France is in the process of buying out minorities in the struggling nuclear group. EDF will need to solve production outages and build new reactors. And it must do so with €60bn of year-end net debt and income deeply in the red, according to S&P Global estimates.
Despite denials from EDF, the sale timing would be favourable. Both businesses are doing well this year. The power generation arm has 6.4GW of capacity, of which almost 70 per cent is gas-fired and the rest renewable. This unit benefits from electricity prices that, in the first half of 2022, were almost four times higher than the previous year. At 5.5 times expected 2022 ebitda, the business might fetch €4bn.
Edison’s gas business combines storage capacity and a portfolio of gas contracts for supplies from the likes of Qatar, Libya and Algeria. After a 450 per cent year-on-year jump in Italian gas prices, on 6 times projected — bumper — ebitda for this year, the business might be worth €3.5bn. The combined enterprise value, after corporate costs, would reach €7.2bn. That would take a chunk out of EDF’s debt pile.

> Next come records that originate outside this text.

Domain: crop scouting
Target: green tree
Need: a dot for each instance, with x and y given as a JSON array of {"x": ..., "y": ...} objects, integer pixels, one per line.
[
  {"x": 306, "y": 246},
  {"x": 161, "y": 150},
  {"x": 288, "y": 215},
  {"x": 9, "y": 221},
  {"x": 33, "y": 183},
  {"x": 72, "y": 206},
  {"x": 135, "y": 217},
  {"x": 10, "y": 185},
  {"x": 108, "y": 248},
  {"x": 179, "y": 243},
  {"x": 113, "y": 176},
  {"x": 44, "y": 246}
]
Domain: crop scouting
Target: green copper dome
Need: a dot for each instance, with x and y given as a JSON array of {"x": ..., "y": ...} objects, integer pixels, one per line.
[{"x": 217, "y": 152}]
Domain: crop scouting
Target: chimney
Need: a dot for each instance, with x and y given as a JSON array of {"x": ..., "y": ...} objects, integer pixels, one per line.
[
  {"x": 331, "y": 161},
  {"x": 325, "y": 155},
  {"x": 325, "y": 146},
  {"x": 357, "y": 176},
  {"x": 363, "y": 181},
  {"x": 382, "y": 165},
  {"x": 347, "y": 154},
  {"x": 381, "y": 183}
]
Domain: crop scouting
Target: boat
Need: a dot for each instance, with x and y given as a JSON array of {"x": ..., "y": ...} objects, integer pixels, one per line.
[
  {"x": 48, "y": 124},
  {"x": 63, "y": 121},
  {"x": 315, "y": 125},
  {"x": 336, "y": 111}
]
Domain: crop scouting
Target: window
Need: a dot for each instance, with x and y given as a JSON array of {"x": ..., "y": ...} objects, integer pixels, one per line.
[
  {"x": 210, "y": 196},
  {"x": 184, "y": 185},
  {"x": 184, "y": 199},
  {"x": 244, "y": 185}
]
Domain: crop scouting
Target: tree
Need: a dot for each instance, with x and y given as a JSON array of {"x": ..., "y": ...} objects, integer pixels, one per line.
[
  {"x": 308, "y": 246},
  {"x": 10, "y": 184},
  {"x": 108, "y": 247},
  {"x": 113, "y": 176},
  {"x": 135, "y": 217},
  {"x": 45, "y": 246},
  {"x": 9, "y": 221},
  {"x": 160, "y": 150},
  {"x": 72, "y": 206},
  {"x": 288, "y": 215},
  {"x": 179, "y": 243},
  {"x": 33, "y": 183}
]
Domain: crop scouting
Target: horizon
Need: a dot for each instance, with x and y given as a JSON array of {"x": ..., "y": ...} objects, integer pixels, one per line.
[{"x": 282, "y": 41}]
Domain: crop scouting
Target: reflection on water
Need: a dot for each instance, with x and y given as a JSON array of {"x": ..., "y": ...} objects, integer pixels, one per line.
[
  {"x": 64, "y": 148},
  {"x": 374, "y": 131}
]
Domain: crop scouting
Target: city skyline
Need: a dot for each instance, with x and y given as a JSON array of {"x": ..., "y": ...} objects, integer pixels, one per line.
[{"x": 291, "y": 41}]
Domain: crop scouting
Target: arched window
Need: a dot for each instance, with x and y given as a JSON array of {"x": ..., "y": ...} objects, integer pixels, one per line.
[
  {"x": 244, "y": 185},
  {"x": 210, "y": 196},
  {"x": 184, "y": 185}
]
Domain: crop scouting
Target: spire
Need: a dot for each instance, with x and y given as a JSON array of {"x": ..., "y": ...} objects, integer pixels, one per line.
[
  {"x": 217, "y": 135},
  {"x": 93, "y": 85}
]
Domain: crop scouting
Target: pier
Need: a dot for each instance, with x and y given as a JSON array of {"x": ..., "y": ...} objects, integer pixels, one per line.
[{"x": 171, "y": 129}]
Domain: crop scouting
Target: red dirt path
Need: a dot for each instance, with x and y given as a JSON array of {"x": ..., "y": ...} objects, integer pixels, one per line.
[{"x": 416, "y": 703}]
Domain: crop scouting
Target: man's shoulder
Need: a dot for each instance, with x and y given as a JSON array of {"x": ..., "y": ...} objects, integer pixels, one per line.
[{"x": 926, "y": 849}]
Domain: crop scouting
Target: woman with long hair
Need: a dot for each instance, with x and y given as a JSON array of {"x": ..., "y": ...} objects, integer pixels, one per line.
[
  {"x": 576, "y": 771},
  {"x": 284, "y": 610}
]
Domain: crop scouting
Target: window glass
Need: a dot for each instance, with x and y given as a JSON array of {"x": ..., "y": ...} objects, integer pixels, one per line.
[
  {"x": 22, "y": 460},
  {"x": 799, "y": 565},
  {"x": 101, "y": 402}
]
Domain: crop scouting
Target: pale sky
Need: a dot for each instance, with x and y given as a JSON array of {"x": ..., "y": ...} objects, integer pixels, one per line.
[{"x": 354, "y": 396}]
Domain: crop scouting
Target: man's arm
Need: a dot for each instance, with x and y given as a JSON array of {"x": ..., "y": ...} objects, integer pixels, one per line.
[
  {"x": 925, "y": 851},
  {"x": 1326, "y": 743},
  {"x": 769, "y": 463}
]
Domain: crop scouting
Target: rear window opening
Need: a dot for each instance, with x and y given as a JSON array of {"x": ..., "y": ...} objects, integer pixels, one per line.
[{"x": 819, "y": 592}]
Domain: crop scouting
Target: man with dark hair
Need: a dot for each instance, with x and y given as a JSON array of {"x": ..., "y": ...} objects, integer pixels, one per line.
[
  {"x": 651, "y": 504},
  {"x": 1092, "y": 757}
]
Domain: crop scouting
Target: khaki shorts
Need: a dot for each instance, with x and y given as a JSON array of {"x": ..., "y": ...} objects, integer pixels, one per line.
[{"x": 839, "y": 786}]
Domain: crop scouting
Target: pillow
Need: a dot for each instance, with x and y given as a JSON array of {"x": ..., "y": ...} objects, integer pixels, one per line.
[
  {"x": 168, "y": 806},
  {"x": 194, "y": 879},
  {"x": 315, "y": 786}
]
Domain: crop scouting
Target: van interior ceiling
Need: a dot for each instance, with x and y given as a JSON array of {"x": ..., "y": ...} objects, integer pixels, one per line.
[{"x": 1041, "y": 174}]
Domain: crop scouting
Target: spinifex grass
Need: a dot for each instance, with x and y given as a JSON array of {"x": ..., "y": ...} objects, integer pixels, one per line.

The flipside is that this price tag makes Edison a big mouthful for industrial or private equity buyers. Moreover, the politics of energy are fraught. Italy’s new government, led by the nationalistic Brothers of Italy party, might balk at France auctioning off a business whose initial purchase Italian politicians resisted.
If EDF did put Edison on the block it would be an interesting test of two propositions. The first is that big-ticket deals are possible amid volatile energy prices and rising debt costs. Also, one wonders whether Italy’s prospective prime minister Meloni would observe passively in the event of a sale.